Времени у меня все меньше, так что некогда раздумывать, сживаться с луком надобно. Родниться с ним, чтоб в трудный час не подвел.
— Лук ты мой, лучок верный, — тихонько шептал я, — ты почуй мою руку на своем плече. Тетива-бичева звонкая, подомнись, натянись до моей щеки. Стрелка каленая с жалом пчеловым, подчинись моему зраку, стань женой ласковой. Я не ворог вам, а сердешный друг, и, как другу, мне вы откликнитесь…
Так я причитал, а вокруг ристание начиналось.
С утра пораньше вышли конники. Их было пятеро.

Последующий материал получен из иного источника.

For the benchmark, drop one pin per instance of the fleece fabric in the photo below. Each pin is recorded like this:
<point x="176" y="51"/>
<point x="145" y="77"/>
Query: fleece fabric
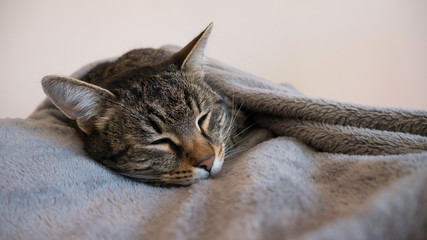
<point x="311" y="169"/>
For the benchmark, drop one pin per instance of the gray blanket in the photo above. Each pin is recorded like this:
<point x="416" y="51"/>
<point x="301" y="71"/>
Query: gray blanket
<point x="312" y="169"/>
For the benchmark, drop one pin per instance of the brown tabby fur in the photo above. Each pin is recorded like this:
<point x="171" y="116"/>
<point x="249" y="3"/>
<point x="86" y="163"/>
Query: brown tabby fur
<point x="150" y="115"/>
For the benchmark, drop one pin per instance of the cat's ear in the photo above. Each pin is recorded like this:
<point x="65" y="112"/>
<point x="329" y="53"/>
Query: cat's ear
<point x="76" y="99"/>
<point x="192" y="56"/>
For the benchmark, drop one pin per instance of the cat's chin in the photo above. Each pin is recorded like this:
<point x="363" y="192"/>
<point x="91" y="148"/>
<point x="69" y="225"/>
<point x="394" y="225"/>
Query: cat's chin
<point x="199" y="173"/>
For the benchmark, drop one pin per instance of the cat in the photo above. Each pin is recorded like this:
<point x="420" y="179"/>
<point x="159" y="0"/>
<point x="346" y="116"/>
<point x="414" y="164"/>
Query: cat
<point x="150" y="116"/>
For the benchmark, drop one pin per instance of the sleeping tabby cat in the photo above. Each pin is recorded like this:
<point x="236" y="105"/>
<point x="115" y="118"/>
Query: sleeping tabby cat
<point x="150" y="115"/>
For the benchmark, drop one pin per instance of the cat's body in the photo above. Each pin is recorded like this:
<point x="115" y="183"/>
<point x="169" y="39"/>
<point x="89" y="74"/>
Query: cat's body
<point x="150" y="115"/>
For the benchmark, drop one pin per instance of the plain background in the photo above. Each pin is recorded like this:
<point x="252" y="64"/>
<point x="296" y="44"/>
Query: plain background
<point x="366" y="51"/>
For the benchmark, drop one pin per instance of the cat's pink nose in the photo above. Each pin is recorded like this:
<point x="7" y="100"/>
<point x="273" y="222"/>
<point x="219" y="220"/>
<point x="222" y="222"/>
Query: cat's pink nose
<point x="207" y="163"/>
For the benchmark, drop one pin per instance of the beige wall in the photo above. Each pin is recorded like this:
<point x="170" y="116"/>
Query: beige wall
<point x="368" y="52"/>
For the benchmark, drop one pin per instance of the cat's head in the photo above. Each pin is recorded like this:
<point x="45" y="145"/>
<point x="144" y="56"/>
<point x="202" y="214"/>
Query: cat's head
<point x="159" y="123"/>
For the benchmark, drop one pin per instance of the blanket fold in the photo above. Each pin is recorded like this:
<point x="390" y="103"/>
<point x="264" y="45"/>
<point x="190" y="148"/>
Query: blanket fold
<point x="310" y="169"/>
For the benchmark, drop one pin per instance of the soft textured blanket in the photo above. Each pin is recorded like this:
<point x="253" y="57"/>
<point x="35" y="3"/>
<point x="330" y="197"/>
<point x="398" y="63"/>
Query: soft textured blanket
<point x="312" y="169"/>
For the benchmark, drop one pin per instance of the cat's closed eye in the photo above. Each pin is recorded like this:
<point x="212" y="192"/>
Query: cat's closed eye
<point x="164" y="141"/>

Зеленя от земли Даждьбоговой, от народа древлянского, который хотят русским сделать. Другой хоробр от кривичей. Не знал я его имени, знал только, что он Макощь славит. Соловей от вятичей, Велес Мудрый у него в Покровителях. От славен всадник наперед выехал, конь под ним огненно-рыжий, как сам Хоре-Солнце светится, костяк у него крепко сложенный, такой в бою не подведет, но для скачек не сильно годен. Четверо витязей, а пятый — Свенельд. Говорил же мне Святослав, что воевода решил в конном испытании потягаться. Интересно мне стало, а за какого Бога варяг тягаться вышел? За Перуна или за Торрина?